Bir toplumun tüm üyelerinin az çok aynı şekilde tecrübe ettiği herhangi bir olay, üzerinden belirli bir müddet geçtikten sonra karşımıza, ürettiğimiz ürünlerle birçok kez çıkar. Sanatçıların toplumlarını temsil ettiklerinde olan ısrarımız, romanların hayata tutulan aynalar olmaları, hatta bazı futbol tezahüratlarının bile yeri gelip toplumsal olaylara ses vermeleri, bundandır. Sadece sanatsal üretimlerde değil; icatların mucitlerinde, bilim kollarının ayrıldığı zamanlarda bile görürüz bunu. Bu giriş, gittikçe başka bir yazıya dönüşüyor gibi gözüküyor o yüzden hemen bağlıyorum: Geçtiğimiz iki yılda, dünya toplumu olarak uzun zamandır yaşadığımız her şeyden büyük bir olayı tecrübe ettik. Post-modernizm, kapitalizm ve dev şirketler, ahlaki yozlaşma ve bilgi kirliliğinden değil; Covid19’dan bahsediyorum tabii ki. Fakat şu an eski zamanlarda olmadığımız, her bir olayın çok çabukça tüketilip geçilebileceği maddi ve manevi imkânlarımızın bulunduğu bir çağda yaşadığımız için ürettiğimiz şeylere salgının girmesi, saniyeler falan aldı.
Salgının başlarında, yıllar önce çekilmiş olan dünya dışı virüslüsünden başka gezegende sürgüne zorlayanına kadar, tüm bulaşıcı hastalık temalı filmleri tekrar gündeme getirmiş; sonrasında da başlarda üç-beş kişinin “Haydi bir de karantinadaki hayatı anlatan filmler, diziler deneyelim” dediği aşamaya gelmiştik. Onun ardından durum çabucak da tırmandı; azıcık nefes alan tüm ülkelerde sinema/televizyon sektörü, buralara bakmaya başladı. Aşının bulunduğu ve vatandaşına çalışan çoğu ülkede büyük oranlarda uygulandığı, hâliyle de salgının geriye çekilmeye başladığı bu günlerde, belki de yıllar sonra bu aşamaya yeni bir tür olarak yaklaşacağımız “covid19 filmleri“ne, bir yenisi daha ekleniyor.
James McAvoy ve Sharon Horgan‘ın başrollerinde olduğu Together, Birleşik Krallık’ta kapanmaların başladığı Mart 2020’den aşağı yukarı yayınlandığı tarihe kadar olan zaman diliminde konuşlanacak.

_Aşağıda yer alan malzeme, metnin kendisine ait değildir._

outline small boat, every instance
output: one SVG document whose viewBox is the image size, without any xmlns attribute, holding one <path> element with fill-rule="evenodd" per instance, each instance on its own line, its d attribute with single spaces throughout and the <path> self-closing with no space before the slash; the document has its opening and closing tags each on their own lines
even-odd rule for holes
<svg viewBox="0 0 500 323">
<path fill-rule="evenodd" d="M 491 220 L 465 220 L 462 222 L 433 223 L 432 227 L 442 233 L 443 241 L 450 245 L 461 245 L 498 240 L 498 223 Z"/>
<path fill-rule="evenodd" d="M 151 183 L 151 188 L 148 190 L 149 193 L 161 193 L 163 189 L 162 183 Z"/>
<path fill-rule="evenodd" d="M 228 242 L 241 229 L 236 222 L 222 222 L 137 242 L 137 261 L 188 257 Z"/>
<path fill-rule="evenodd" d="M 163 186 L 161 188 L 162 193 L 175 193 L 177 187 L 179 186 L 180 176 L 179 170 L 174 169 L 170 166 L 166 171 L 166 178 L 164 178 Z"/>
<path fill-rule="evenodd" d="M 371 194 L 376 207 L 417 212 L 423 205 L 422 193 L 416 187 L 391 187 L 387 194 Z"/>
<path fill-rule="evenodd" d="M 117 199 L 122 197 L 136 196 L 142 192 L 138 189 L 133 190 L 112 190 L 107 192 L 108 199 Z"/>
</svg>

Together’ın konusunu, kapanma esnasında kendilerini ve aralarındaki ilişkiyi yeniden değerlendirmek zorunda kalan iki eşin hikâyesi oluşturuyor. Yönetmenliğini The Crown’da imzası bulunan Stephen Daldry‘nin, yazarlığını ise Dennis Kelly‘nin üstlendiği drama, toplamda on günde çekilmiş. Yapımda emeği geçenler filmin dürüst, komik ve etkileyici olduğunu söylüyorlar.
Verilen bilgilere göre eşlerden Sharon Horgan’ın karakterini, Avrupa bölgesinde mültecilerin koordinatörlüğünü yapan bir hayır kurumu çalışanı olarak; James McAvoy’u ise serbest çalışan bir bilgi işlem danışmanı olarak izleyeceğiz. Çiftin, evliliklerini ayakta tutmalarının sebebi olan bir de oğulları var. Dünyayı etkileyen bir salgın nedeniyle eve kapanmaları gerektiğinde ise bazı dengeler sarsılacak elbette.
Covid19’un ilk yılında salgının boşanma oranlarını artırdığı söyleniyordu, tabii ki böyle bir durum için salgından hareketle çıkarım yapmayacağım fakat senaryonun ortaya çıkışında bu verilerin etkisinin olduğu bir gerçek sanırım. Geçtiğimiz iki yıl birebir tecrübe ettiğimiz, en azından bizler için bir süre daha tecrübe etmeye devam edeceğimiz bir aile draması ilginizi çeker mi, orasını da sizlere sormam lazım. Ne dersiniz?